According to Lafayette School Corporation Superintendent Les Huddle, the government being reopened for the next three weeks will give schools a little more time to work out a plan for free and reduced lunch programs.
“In all my years in education, dealing with the potential shutdown of the school lunch program is just something we've never dealt with before,” said Huddle.
Huddle said, had the government shutdown continued, schools across the county would see its effect as early as March.
“Should we get closer to March, we'll start looking at plans A, B, and C whatever those are going to be,” said Huddle.
He said it wasn't until recently concerns about the government shutdown arose.

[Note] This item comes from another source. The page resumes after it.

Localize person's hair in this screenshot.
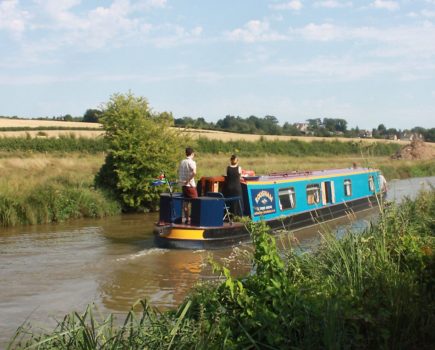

“We started conversation two weeks ago with Chartwell, our food service vendor and just said, hey how's it impacting you,” said Huddle.
Chartwell is a federally-funded food vendor. Without receiving money from the government it has a ripple effect, which eventually hits the school system.
“Our food service vendor receives the funds and then they go out to their vendors to buy their milk and their carrots and all their products with that money,” said Huddle.
The Lafayette School Corporation oversees 7,600 students. 70% of them are provided with a free or reduced breakfast and lunch every day. Huddle said plans are in the works in case another government shutdown occurs.
“We would be able to probably use some of our own funds to continue to provide that with the hope, there's no guarantee, but with the hope that the school corporation would get the funds reimbursed,” said Huddle.
Huddle said one thing's for sure, he will not let students go hungry.